The release of new music from Tyler, The Creator will eventually end, according to the artist. The two-time Grammy Award-winner rapper told fans at a show in Los Angeles that there’s an absolute hard date on when he’ll stop dropping songs.
The pop-up show was for his deluxe release of Call Me If You Get Lost: The Estate Sale, hosted by DJ Drama. It was the first official deluxe release of his career.
“[I was thinking], some of these are so good, I can’t just let it sit on my hard drive,” Tyler, The Creator said, “because I have in my will that if I die, they can’t put no f—-in’ post-album out.

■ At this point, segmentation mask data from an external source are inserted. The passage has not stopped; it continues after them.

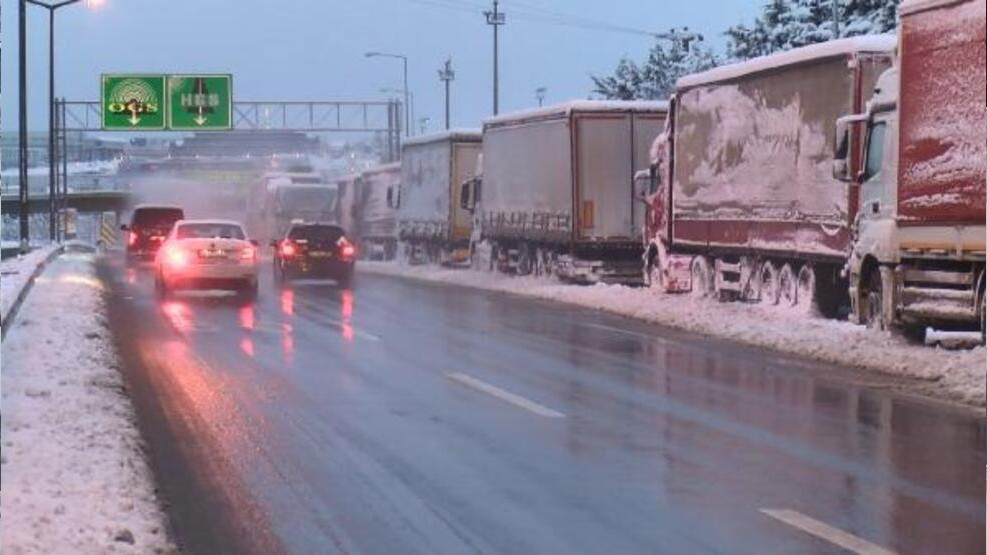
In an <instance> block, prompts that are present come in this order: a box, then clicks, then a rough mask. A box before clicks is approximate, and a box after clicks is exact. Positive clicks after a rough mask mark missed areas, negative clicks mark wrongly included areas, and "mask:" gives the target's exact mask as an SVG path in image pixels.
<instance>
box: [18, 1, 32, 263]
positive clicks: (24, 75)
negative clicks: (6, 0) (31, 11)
mask: <svg viewBox="0 0 987 555" xmlns="http://www.w3.org/2000/svg"><path fill="white" fill-rule="evenodd" d="M17 4H18V8H19V11H18V14H17V25H18V26H17V30H18V37H17V41H18V50H19V52H18V60H17V69H18V83H17V88H18V95H19V98H18V110H20V112H19V113H18V114H17V128H18V129H17V132H18V134H19V135H20V137H19V142H18V145H17V153H18V158H19V159H18V165H17V177H18V181H19V183H18V195H17V196H18V198H19V199H20V202H21V205H20V210H19V214H18V216H19V218H20V232H21V250H22V251H23V250H27V247H28V244H29V242H30V231H29V229H28V227H29V226H28V220H27V216H28V211H27V208H28V207H27V204H28V202H29V201H30V199H29V197H28V184H27V2H26V0H18V3H17Z"/></svg>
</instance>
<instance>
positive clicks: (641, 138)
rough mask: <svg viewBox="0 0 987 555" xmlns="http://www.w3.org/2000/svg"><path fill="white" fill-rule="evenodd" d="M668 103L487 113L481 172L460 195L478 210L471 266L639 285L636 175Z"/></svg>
mask: <svg viewBox="0 0 987 555" xmlns="http://www.w3.org/2000/svg"><path fill="white" fill-rule="evenodd" d="M667 108H668V105H667V103H665V102H649V101H592V100H590V101H574V102H568V103H563V104H559V105H555V106H550V107H545V108H538V109H534V110H528V111H522V112H517V113H513V114H507V115H502V116H497V117H494V118H492V119H488V120H486V121H485V122H484V124H483V178H482V181H477V180H474V181H473V182H472V183H471V185H470V186H468V187H464V188H463V193H462V195H461V196H462V197H464V198H466V199H467V200H468V202H467V203H466V204H467V205H468V207H469V208H470V209H472V210H473V211H474V218H473V221H474V226H476V228H477V229H476V230H474V233H473V239H472V240H471V246H470V252H471V256H472V258H473V260H474V264H477V265H485V264H486V266H485V267H486V268H489V269H498V270H500V271H505V272H512V273H516V274H519V275H527V274H532V273H534V274H542V273H546V274H554V275H556V276H558V277H559V278H561V279H563V280H566V281H572V282H576V283H639V282H640V281H641V278H640V274H641V272H640V257H641V250H642V248H641V229H642V223H643V217H644V210H643V208H642V207H641V206H640V204H639V203H636V202H635V200H634V174H635V168H638V167H641V166H642V165H644V164H646V162H647V159H648V158H647V157H648V149H649V146H650V145H651V141H652V139H654V137H655V135H657V134H658V133H659V132H660V131H661V130H662V128H663V127H664V124H665V114H666V112H667ZM484 260H485V261H487V262H486V263H484V262H483V261H484Z"/></svg>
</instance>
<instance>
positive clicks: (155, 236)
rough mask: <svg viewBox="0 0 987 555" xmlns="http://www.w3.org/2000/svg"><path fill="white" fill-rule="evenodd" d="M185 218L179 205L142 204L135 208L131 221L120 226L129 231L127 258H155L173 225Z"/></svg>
mask: <svg viewBox="0 0 987 555" xmlns="http://www.w3.org/2000/svg"><path fill="white" fill-rule="evenodd" d="M184 219H185V211H184V210H182V209H181V208H179V207H177V206H157V205H155V206H151V205H141V206H138V207H136V208H134V211H133V212H132V213H131V215H130V223H129V224H124V225H121V226H120V229H122V230H123V231H126V232H127V239H126V244H127V260H128V261H138V260H154V256H155V255H156V254H157V252H158V249H159V248H161V243H163V242H164V240H165V238H166V237H167V236H168V233H169V232H170V231H171V228H172V226H174V225H175V222H177V221H178V220H184Z"/></svg>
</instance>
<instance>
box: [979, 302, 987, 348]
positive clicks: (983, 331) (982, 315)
mask: <svg viewBox="0 0 987 555" xmlns="http://www.w3.org/2000/svg"><path fill="white" fill-rule="evenodd" d="M985 300H987V294H984V292H983V291H981V292H980V344H981V345H987V303H985Z"/></svg>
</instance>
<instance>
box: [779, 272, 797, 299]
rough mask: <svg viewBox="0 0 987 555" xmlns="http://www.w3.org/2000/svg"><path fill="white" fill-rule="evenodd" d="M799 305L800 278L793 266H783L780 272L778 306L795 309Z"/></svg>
mask: <svg viewBox="0 0 987 555" xmlns="http://www.w3.org/2000/svg"><path fill="white" fill-rule="evenodd" d="M797 303H798V277H797V276H796V275H795V270H793V269H792V265H791V264H788V263H785V264H782V266H781V270H780V271H779V272H778V304H780V305H782V306H785V307H789V308H791V307H794V306H795V305H796V304H797Z"/></svg>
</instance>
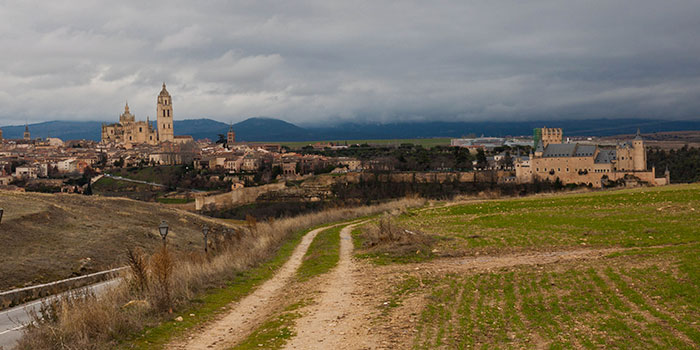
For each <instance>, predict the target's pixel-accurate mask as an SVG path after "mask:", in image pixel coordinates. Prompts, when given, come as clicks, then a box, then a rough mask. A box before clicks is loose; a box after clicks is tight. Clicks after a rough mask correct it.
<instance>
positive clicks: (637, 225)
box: [400, 184, 700, 254]
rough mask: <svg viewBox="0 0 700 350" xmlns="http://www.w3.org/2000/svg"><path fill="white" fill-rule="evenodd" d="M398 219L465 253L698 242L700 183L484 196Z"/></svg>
mask: <svg viewBox="0 0 700 350" xmlns="http://www.w3.org/2000/svg"><path fill="white" fill-rule="evenodd" d="M400 222H401V223H403V224H404V225H406V226H409V227H414V228H417V229H420V230H422V231H424V232H426V233H431V234H434V235H436V236H438V237H440V238H443V239H442V243H441V245H440V249H441V250H457V251H465V252H467V253H468V254H469V253H476V252H480V251H481V252H484V251H485V252H489V251H491V252H493V251H508V250H530V249H545V248H546V249H552V248H556V247H572V246H578V247H581V246H589V247H590V246H595V247H603V246H623V247H634V246H651V245H659V244H667V243H684V242H695V241H697V240H698V238H699V237H698V229H697V227H699V226H700V185H697V184H696V185H675V186H667V187H658V188H640V189H634V190H622V191H610V192H595V193H587V194H577V195H565V196H551V197H531V198H526V199H515V200H498V201H488V202H482V203H476V204H468V205H457V206H451V207H446V208H438V209H432V210H428V211H423V212H420V214H419V215H416V216H408V215H406V216H403V217H402V218H400Z"/></svg>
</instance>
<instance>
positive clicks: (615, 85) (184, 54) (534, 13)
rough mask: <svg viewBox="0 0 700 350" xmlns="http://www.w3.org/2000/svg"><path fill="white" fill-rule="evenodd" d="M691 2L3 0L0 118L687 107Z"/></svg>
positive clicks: (668, 109)
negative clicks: (160, 95)
mask: <svg viewBox="0 0 700 350" xmlns="http://www.w3.org/2000/svg"><path fill="white" fill-rule="evenodd" d="M698 33H700V2H698V1H675V0H664V1H659V0H635V1H618V0H604V1H595V0H591V1H561V0H556V1H535V0H533V1H522V0H518V1H486V0H483V1H467V0H458V1H441V0H433V1H424V0H421V1H411V0H404V1H379V0H374V1H343V2H341V1H329V0H319V1H305V0H299V1H264V0H251V1H176V0H171V1H93V0H71V1H30V0H27V1H5V0H0V49H1V50H2V51H3V52H2V55H0V125H11V124H23V123H25V122H28V123H35V122H41V121H49V120H100V121H116V120H117V119H118V116H119V114H120V113H121V112H122V111H123V107H124V103H125V101H127V100H128V102H129V105H130V107H131V112H132V113H134V114H136V117H137V119H139V120H145V119H146V116H150V117H151V118H153V116H154V114H155V108H156V96H157V94H158V93H159V92H160V89H161V84H162V83H163V82H165V83H166V84H167V87H168V91H169V92H170V93H171V94H172V96H173V107H174V116H175V119H176V120H182V119H195V118H211V119H215V120H219V121H222V122H227V123H228V122H238V121H241V120H244V119H246V118H248V117H253V116H267V117H275V118H280V119H283V120H287V121H290V122H293V123H297V124H300V125H321V124H334V123H338V122H344V121H352V122H371V123H377V122H379V123H385V122H397V121H425V120H443V121H472V120H473V121H483V120H503V121H508V120H529V119H536V120H547V119H589V118H662V119H683V120H698V119H700V98H699V97H700V39H698Z"/></svg>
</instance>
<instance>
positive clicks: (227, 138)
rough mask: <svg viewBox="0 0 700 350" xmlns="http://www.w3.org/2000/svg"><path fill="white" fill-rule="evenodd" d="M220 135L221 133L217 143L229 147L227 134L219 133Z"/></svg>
mask: <svg viewBox="0 0 700 350" xmlns="http://www.w3.org/2000/svg"><path fill="white" fill-rule="evenodd" d="M218 135H219V139H218V140H216V143H217V144H218V143H220V144H223V145H224V147H227V146H228V137H227V136H226V134H218Z"/></svg>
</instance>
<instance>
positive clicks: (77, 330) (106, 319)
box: [17, 199, 422, 349]
mask: <svg viewBox="0 0 700 350" xmlns="http://www.w3.org/2000/svg"><path fill="white" fill-rule="evenodd" d="M420 204H422V201H421V200H418V199H405V200H401V201H396V202H391V203H385V204H381V205H375V206H365V207H358V208H351V209H334V210H328V211H324V212H319V213H313V214H307V215H301V216H298V217H294V218H287V219H280V220H274V221H270V222H257V223H255V224H254V225H251V226H252V227H251V229H247V230H246V231H241V230H240V229H239V231H238V232H235V233H234V232H231V231H227V230H225V231H224V233H223V234H221V235H219V236H218V237H217V238H215V239H214V240H213V243H214V244H213V246H214V247H215V249H214V251H215V253H216V254H212V255H210V257H208V258H202V256H201V255H198V254H179V255H175V254H172V255H171V253H167V252H164V251H160V252H158V253H156V254H154V256H152V257H150V259H147V258H146V257H145V256H144V255H143V253H139V252H132V253H130V256H129V257H128V261H129V265H130V266H131V269H130V270H131V272H129V273H126V274H125V275H124V279H123V281H124V282H123V283H121V284H120V285H119V286H118V287H116V288H113V289H111V290H109V291H107V292H106V293H104V294H103V295H101V296H99V297H96V296H94V295H83V296H81V297H79V298H72V299H64V300H62V301H61V302H58V303H55V304H54V305H53V306H52V307H51V308H49V309H50V310H47V314H46V315H44V317H43V320H41V321H39V322H38V323H37V325H36V326H32V327H29V328H28V329H27V332H26V334H25V335H24V337H23V338H22V339H21V340H20V341H19V344H18V347H17V349H111V348H114V347H115V345H116V343H117V342H118V341H119V340H120V339H124V338H125V337H127V336H129V335H132V334H134V333H135V332H138V331H139V330H140V329H142V328H143V327H144V326H146V325H149V324H153V323H155V322H158V321H159V320H163V319H164V318H165V317H166V315H167V313H166V312H167V310H169V309H170V308H174V309H177V308H182V307H184V306H186V305H188V304H189V303H190V302H191V301H192V300H193V299H194V298H195V297H196V296H197V295H198V294H200V293H202V292H203V291H204V290H206V289H207V288H210V287H212V286H218V285H222V284H224V283H225V282H226V281H227V280H230V279H231V278H232V277H233V276H235V274H237V273H238V272H240V271H243V270H246V269H249V268H251V267H253V266H255V265H258V264H260V263H261V262H262V261H264V260H266V259H268V258H269V257H271V256H272V255H273V254H274V253H275V251H276V249H277V248H278V247H279V246H280V245H281V243H282V242H283V241H284V240H285V239H287V238H288V237H290V236H291V235H292V234H293V233H294V232H298V231H299V230H303V229H306V228H309V227H313V226H317V225H321V224H325V223H329V222H334V221H341V220H349V219H353V218H357V217H362V216H367V215H372V214H376V213H381V212H391V211H397V210H402V209H403V208H406V207H409V206H417V205H420ZM146 261H148V263H146Z"/></svg>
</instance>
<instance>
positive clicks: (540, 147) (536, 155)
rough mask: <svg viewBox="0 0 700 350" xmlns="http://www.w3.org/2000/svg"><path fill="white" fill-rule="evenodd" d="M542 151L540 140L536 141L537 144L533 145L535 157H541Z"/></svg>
mask: <svg viewBox="0 0 700 350" xmlns="http://www.w3.org/2000/svg"><path fill="white" fill-rule="evenodd" d="M543 153H544V146H542V141H540V142H537V146H536V147H535V157H537V158H540V157H542V154H543Z"/></svg>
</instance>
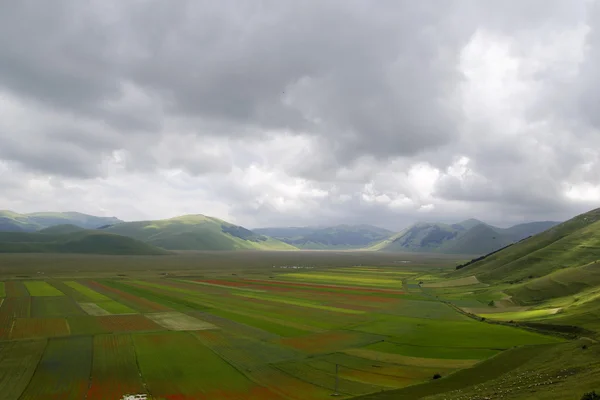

“That’s f—-in’ gross like half a– ideas or some random feature on it from some n—- that I didn’t f— with.”
Anderson Paak is another artist that has publicly requested no music of his be released posthumously.
“When I’m gone, please don’t release any posthumous albums or songs with my name attached,” Paak’s tattoo reads. “Those were just demos, and never intended to be heard by the public.”
Juice WRLD has had two posthumous albums released with a reported third one on the way. Pop Smoke, who didn’t release any full albums when he was alive, has had two albums come out after his death in February 2020. Mac Miller’s Circles was released in January 2020 after he died in September 2018. Billboard named Circles the No. 16 best album of 2020.